50 jaar CVCC – Hoe Honda een wereldspeler werd
28 januari 2021Verkennend onderzoek – alles is nieuw en onbekend
Toen het AP-Lab eenmaal beschikte over meetapparatuur begon men met een vergelijkend warenonderzoek: auto’s van Japanse en Amerikaanse concurrenten werden aan uitgebreide testen onderworpen, en men begon op kleine schaal te experimenteren met prototype-motoren om te ontdekken welke factoren van invloed waren op de vorming van schadelijke stoffen in de uitlaatgassen. Er waren op dat moment al technieken voorhanden om schadelijke uitlaatgassen te bewerken via katalysatoren. Deze werden toegepast bij stationaire motoren bij fabrieken waar veel medewerkers en omwonenden blootgesteld werden aan de uitlaatgassen. Deze katalysatoren bestonden uit grote metalen containers met daarin edelmetalen in pelletvorm, deze zorgden voor een na-reactie waarbij met name de onverbrande koolwaterstoffen en koolstofmonoxide reageerden tot CO2 en waterdamp. Het AP-Lab zag deze techniek niet zitten omdat katalysatoren in die vorm niet geschikt zouden zijn voor toepassing onder auto’s: door de trillingen, variërend toerental en temperaturen van de uitlaatgassen zouden ze binnen de kortste keren defect raken. Alle mogelijke technieken werden onderzocht: gasturbines, wankelmotoren, alternatieve brandstoffen. Maar op voorspraak van Soïchiro Honda werd besloten om methodes te ontwikkelen die toegepast konden worden op Honda’s bestaande motoren. Daarvoor had men alle productietechnieken in huis, bovendien zou een nieuwe techniek onbetaalbaar zijn en mogelijk het einde voor Honda als autofabrikant betekenen.

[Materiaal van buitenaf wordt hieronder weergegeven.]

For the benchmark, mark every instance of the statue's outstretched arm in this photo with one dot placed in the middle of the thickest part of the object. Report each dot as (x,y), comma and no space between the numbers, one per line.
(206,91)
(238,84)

Het AP-Lab besloot om zich te concentreren op het verbrandingsproces van Honda’s bestaande motoren, en daarbij kregen de inlaat- en verbrandingsslag al snel bijzondere aandacht. De onderzoekgroep richtte zich hoofdzakelijk op dat proces. Regelmatig kwam professor Tsuyoshi Asanuma van de Universiteit van Tokyo langs als extern adviseur. Het was Asanuma die het AP-Lab op het spoor van lean combustion bracht: het toepassen van een luchtoverschot om een volledige verbranding te bewerkstellingen. Bovendien kan dit luchtoverschot gebruikt worden om een naverbranding in het uitlaattraject op gang te brengen. Normaliter werkt een benzinemotor optimaal als de verhouding benzine / lucht optimaal is. Deze mengverhouding is gebaseerd op het gewicht van beide stoffen: 1 kilo benzine op 14,7 kilo lucht, dit is de (optimale) stoichiometrische mengverhouding. Je bent dan zeker van een mengsel dat goed ontsteekt en voorspelbaar ontbrandt. Het nadeel is dat de verbranding niet onder alle omstandigheden volledig is, met onverbrande en schadelijke gassen als restant. Door extra lucht toe te voegen, ben je wel zeker van een volledige ontbranding, maar het is moeilijker te ontsteken, en het verloop van de ontbranding is ook minder voorspelbaar. Maar dat werd wel dé uitdaging voor de Honda-onderzoekers: van de eerste reeks proeven met een arm mengsel mislukte alles…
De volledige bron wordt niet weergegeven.